ASAonline submission information
Please address all editorial correspondence to Dr Cressida Jervis Read, Wellcome Unit for the History of Medicine, University of Oxford, on editor(at)theasa.org.
General
- Articles should be of 10-15,000 words in length
- An abstract of 200 words should accompany the article, as well as up to 6 keywords.
- The author's name, professional affiliation and a <50 word biographical note should be included on the cover page (only).
- Articles may include visual elements and/or audio-visual or interactive elements.
- Articles must not have been published elsewhere, except under special circumstances.
Style
- Articles must be submitted using the ASAonline template.
- Articles with text and images only must be submitted in rich-text format, with the images inserted in the relevant places. We will request the images later as separate files.

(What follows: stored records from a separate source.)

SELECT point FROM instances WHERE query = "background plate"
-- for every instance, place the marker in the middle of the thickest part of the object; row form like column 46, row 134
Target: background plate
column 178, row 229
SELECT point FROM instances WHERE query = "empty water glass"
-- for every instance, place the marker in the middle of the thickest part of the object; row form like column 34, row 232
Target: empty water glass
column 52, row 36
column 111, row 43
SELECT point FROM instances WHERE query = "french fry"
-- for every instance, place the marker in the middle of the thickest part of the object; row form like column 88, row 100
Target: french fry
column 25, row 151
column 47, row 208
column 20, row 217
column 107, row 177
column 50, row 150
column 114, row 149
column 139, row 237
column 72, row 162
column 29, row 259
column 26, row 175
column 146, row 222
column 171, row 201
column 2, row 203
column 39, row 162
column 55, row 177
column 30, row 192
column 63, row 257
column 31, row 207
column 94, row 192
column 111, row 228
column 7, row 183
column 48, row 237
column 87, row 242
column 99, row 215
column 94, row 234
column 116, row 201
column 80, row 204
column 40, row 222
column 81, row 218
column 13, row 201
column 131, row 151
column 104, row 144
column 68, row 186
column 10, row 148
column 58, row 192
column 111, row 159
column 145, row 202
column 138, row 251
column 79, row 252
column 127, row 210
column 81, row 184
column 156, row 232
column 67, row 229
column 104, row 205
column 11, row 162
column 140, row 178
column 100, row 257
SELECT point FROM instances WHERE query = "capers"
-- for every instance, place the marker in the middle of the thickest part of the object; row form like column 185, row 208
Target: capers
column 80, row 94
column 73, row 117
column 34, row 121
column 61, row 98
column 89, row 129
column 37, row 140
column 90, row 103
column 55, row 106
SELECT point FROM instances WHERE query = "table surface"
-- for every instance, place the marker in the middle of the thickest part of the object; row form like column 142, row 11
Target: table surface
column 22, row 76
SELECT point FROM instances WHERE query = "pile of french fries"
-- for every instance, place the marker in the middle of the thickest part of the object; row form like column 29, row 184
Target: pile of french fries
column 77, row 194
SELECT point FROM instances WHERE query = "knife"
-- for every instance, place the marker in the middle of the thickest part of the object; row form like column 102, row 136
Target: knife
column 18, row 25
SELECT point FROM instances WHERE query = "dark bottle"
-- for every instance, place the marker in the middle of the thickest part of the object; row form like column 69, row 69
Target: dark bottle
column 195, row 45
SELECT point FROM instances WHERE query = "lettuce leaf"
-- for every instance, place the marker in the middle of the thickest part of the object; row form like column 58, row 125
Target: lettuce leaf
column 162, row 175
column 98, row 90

- Articles with audio-visual or interactive elements must also be sent in RTF format, but with the AV files sent separately, or as links. If AV is to be hosted on the ASA server it should be sent in Quicktime format on a DVD (MPEG-4, fast start for the internet, OR hinted streaming with a reference movie for different connection speeds. A freeware MPEG compression package, MPEG streamclip, is available here
- Assistance with technical presentation is available for accepted submissions. We will expect authors of technically sophisticated articles to liaise with the editorial manager.
- Hyperlinked referencing should be used, based on JRAI style - as described in the template below.
Download a blank word processing file in RTF format for use as your template - this has the various styles preset. Simply read and overwrite what you find there.
Conference reports
- ASAonline also publishes conference reports. If you are running, or participating in an interesting upcoming workshop, panel or conference, please consider writing it up for us.
- Reports should be fairly short (500-1000 words), providing a critical commentary of the event, such that people who were unable to attend may get a sense of the papers presented and debates discussed.
- Good examples of this can be seen at in print in Anthropology Today, Somatosphere, and Medicine Anthropology Theory.